E afinal chegou o dia: estava pronta a perninha. Viaja pra cá e pra lá,
experimenta, ajusta, experimenta de novo e de novo, de novo e de novo ajusta...
parecia sem fim... Depois a fisioterapia para aprender a andar, a postura e
os cuidados com a prótese. Mas o fim também chegou e Paulinho
desfilou de perna nova.
Telefonou e veio me ver: queria me apresentar a novidade. Quando chegou, andando
quase normalmente, eu me assustei. Disse de cara: "Mas que perna é
essa que é postiça e é melhor que a minha?" rs...

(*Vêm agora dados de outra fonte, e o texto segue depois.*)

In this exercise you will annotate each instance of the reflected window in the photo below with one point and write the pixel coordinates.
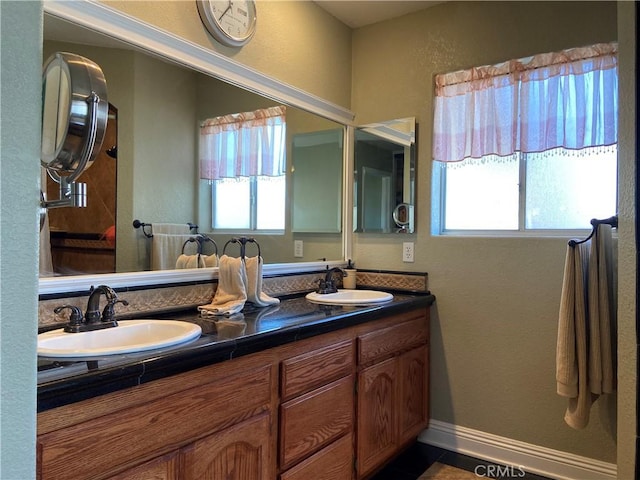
(249, 203)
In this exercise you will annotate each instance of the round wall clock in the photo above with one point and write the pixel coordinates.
(231, 22)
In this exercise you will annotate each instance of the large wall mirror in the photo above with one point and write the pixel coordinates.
(384, 176)
(151, 155)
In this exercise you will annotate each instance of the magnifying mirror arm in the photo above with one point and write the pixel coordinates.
(74, 194)
(93, 100)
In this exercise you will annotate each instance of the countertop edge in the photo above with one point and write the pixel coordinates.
(91, 384)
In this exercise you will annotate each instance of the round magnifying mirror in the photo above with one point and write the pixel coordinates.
(401, 215)
(74, 114)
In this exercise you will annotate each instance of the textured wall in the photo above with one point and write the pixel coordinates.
(627, 348)
(495, 319)
(21, 66)
(295, 42)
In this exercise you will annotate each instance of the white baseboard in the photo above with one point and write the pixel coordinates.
(505, 451)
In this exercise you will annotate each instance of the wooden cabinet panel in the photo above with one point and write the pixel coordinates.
(377, 418)
(132, 435)
(240, 452)
(334, 462)
(305, 372)
(315, 419)
(163, 468)
(382, 343)
(413, 408)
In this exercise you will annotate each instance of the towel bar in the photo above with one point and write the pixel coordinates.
(200, 239)
(613, 221)
(138, 224)
(243, 244)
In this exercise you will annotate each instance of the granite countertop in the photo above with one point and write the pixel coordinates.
(223, 338)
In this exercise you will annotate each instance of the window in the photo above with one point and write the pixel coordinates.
(528, 145)
(243, 155)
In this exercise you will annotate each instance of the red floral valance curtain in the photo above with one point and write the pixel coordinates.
(243, 145)
(566, 99)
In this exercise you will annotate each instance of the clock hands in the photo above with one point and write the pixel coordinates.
(226, 10)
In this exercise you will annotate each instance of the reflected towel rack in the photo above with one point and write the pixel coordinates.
(138, 224)
(200, 239)
(613, 221)
(243, 245)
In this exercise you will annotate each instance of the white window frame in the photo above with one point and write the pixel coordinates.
(438, 210)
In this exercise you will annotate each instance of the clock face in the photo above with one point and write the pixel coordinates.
(231, 22)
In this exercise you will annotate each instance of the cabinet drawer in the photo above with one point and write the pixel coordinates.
(310, 370)
(310, 422)
(124, 438)
(334, 462)
(388, 341)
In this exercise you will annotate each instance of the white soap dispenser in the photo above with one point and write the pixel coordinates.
(349, 280)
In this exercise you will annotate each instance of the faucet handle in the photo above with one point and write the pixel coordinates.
(75, 318)
(76, 321)
(108, 314)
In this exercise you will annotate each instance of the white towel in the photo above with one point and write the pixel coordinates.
(190, 261)
(231, 293)
(584, 361)
(254, 284)
(209, 261)
(165, 250)
(170, 228)
(601, 314)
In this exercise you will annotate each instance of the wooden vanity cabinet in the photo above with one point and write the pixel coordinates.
(336, 406)
(392, 397)
(189, 426)
(317, 413)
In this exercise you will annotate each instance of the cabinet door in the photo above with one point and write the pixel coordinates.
(334, 462)
(162, 468)
(241, 452)
(377, 419)
(413, 408)
(312, 421)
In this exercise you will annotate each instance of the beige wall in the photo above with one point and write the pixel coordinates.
(21, 66)
(627, 271)
(494, 323)
(295, 42)
(495, 319)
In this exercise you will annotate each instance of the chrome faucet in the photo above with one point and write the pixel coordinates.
(92, 319)
(328, 284)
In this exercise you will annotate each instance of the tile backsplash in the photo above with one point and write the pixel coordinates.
(163, 298)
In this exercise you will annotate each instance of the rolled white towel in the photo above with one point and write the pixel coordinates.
(231, 293)
(254, 284)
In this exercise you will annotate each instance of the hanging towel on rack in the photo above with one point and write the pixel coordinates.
(165, 250)
(254, 283)
(231, 293)
(171, 228)
(190, 261)
(209, 261)
(584, 359)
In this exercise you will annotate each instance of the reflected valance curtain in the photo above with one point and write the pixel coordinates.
(243, 144)
(566, 99)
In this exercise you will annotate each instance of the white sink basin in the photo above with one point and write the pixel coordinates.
(128, 337)
(350, 297)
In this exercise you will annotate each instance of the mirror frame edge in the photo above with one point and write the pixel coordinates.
(114, 23)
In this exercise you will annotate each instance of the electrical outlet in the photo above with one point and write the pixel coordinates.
(407, 251)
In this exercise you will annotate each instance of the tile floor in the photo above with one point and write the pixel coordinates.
(414, 461)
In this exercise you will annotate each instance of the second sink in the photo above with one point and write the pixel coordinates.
(129, 336)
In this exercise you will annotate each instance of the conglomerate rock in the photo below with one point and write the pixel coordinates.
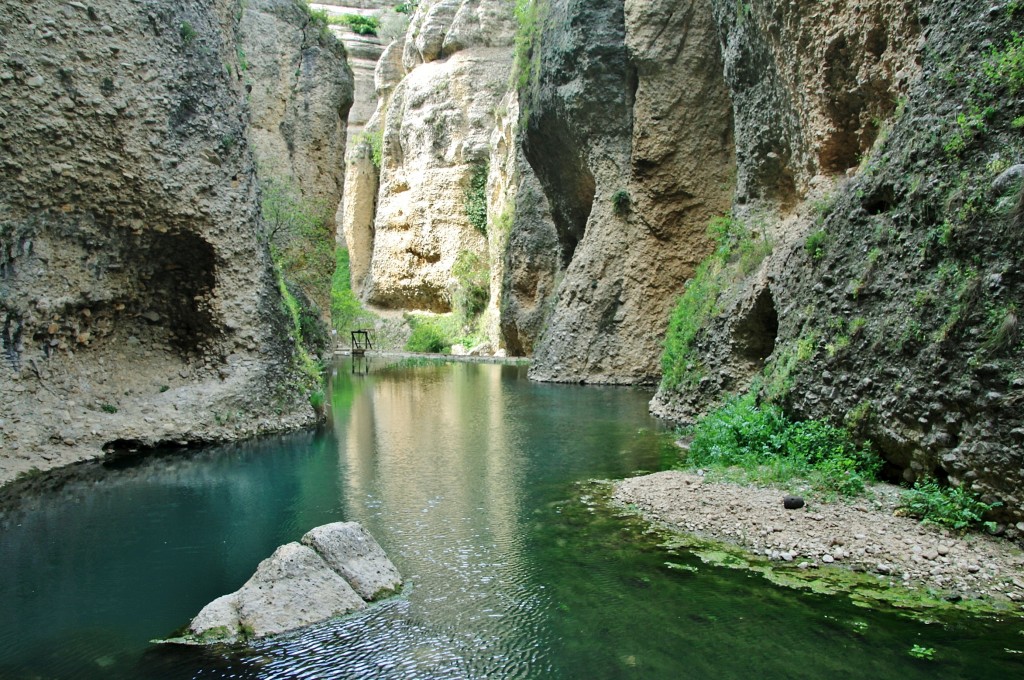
(137, 300)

Pois era mesmo. Quis ver de perto. Ele ergueu a perna da calça e me mostrou.
Ora, ver só não bastava, eu queria pegar. E foi grande meu espanto
ao tomá-la nas mãos: era uma perna bonita, poder-se-ia dizer perfeita.
A barriga da perna de um material que ao toque parecia pele. E era macia. Acariciei-a
e quis comparar com a outra, a natural. Comparei. Voltei a acariciar a nova
e, olhando firme pra ele, disse: "Paulinho, essa perna me deu tesão!"

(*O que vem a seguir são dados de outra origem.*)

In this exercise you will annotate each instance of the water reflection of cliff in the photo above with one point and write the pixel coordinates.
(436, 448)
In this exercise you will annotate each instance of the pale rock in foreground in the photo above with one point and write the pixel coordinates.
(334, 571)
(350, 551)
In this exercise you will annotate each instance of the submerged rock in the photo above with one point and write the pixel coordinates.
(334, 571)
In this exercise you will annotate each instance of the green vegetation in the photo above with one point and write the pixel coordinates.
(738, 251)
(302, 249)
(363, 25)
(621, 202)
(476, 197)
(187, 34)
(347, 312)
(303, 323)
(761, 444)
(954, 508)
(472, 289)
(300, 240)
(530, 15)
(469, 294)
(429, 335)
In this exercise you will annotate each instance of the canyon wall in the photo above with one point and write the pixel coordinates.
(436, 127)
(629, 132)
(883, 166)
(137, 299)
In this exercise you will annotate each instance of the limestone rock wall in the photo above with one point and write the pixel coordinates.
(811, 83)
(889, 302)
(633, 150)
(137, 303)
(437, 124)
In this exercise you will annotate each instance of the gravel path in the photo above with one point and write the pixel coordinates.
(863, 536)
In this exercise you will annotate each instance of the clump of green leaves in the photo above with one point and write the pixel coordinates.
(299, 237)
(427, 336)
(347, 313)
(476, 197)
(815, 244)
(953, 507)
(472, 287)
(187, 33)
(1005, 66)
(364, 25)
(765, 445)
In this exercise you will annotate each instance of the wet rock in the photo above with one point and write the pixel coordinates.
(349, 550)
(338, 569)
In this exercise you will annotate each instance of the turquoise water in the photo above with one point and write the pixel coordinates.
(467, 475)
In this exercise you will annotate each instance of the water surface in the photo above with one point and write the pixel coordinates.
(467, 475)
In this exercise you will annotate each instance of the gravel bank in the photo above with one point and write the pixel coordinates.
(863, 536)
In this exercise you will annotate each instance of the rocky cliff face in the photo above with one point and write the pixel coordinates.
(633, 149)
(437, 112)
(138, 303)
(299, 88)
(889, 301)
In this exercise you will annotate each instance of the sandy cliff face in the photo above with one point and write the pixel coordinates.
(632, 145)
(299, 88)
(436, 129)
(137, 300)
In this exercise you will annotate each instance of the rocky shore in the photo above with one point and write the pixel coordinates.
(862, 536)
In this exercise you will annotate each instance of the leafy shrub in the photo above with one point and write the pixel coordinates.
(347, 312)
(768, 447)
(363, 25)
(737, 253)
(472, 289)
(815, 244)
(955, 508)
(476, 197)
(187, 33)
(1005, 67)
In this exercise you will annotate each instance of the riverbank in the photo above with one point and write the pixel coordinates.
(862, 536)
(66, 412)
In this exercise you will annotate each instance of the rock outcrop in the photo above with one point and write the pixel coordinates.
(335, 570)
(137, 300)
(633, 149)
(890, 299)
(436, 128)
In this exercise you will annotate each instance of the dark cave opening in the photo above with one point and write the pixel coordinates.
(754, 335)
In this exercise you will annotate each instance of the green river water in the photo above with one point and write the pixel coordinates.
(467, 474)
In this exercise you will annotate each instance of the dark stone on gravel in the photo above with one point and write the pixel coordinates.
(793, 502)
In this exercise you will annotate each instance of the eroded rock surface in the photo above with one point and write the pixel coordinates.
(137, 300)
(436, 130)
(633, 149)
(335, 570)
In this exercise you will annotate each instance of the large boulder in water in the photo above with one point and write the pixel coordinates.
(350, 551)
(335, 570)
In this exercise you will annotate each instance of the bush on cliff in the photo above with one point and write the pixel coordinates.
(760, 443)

O leitor está rindo? Pois quem estava presente, inclusive o orgulhoso
dono da perna, explodiu em gargalhadas! Eu ri também quando me recompus
do susto de ter falado o que falei... Ah, minha espontaneidade! Tudo muito inocente...
rs...
Depois disso, a perna do Paulinho virou o centro das atenções,
não por ser postiça - uma prótese como se diz pomposamente...

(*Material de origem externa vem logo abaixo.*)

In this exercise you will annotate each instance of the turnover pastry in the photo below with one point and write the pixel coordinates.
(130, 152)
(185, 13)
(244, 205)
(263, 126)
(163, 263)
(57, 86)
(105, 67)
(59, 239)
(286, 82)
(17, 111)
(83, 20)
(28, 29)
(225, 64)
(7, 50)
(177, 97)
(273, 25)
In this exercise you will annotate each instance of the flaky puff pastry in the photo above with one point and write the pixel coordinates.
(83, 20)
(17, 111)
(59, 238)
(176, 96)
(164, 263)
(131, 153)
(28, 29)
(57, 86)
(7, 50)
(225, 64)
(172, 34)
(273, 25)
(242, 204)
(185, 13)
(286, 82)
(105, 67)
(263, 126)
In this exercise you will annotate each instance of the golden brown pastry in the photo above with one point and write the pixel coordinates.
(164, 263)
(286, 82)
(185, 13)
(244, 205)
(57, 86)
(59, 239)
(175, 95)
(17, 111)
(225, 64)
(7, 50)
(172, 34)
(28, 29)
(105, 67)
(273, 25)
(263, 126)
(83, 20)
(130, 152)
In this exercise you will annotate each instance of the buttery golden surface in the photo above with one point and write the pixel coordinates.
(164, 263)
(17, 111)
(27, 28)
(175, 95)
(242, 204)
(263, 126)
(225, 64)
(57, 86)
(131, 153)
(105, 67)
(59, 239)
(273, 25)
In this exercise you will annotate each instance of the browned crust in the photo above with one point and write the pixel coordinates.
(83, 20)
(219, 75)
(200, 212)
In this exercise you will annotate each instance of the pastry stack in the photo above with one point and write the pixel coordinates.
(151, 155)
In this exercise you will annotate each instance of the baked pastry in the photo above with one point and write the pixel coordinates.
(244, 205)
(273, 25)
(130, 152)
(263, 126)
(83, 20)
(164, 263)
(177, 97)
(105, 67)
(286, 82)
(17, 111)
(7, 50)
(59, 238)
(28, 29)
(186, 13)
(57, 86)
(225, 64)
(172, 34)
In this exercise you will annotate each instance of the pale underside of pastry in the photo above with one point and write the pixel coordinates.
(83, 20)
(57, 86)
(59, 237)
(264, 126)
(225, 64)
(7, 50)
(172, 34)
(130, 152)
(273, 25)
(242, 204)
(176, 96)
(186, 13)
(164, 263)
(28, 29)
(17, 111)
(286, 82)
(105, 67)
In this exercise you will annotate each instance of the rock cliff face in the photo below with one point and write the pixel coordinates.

-, mas por ser gostosa. E é responsável por nossas mais alegres
risadas, gozadores que somos. Paulinho às vezes fica constrangido porque
ninguém liga para sua outra perna, aquela que nasceu com ele e agüenta
firme ali na hora de andar, subir escadas, entra e sai de ônibus, alcançar
o telhado para arrumar a antena... e, o pior, ela agüenta sem reclamar
o pouco caso que a gente faz dela... E Paulinho faz de tudo, nada é desculpa
quando se trata de topar um trabalho. Eu sempre lhe recomendo: "Cuidado,
meu amigo, se tiver que machucar uma perna, machuca a natural, pois a outra
é minha..." rs...
Isso tudo nos mostra como o trágico e o cômico andam juntos. Como
podemos ter capacidade para brincar com nossas dores e nossos dramas, com respeito
sempre, superando os maiores sofrimentos, tornando mais fácil e divertida
a vida. E, principalmente, como podemos valorizar o que temos a partir do que
não temos ou do que perdemos. E Paulinho, assim como tantos outros deficientes,
estão sempre dando provas disso.
Aliás, quem disse "deficiente"? Mas que besteira... Essa palavra,
empregada em seu sentido literal, não se aplica a ele. Para se aplicar
a tudo que ele consegue, a palavra correta é "eficiente". E
eu posso provar: até no tesão que a perninha provoca!!!
Parabéns, meu amigo Paulinho e... cuidado com essa perninha!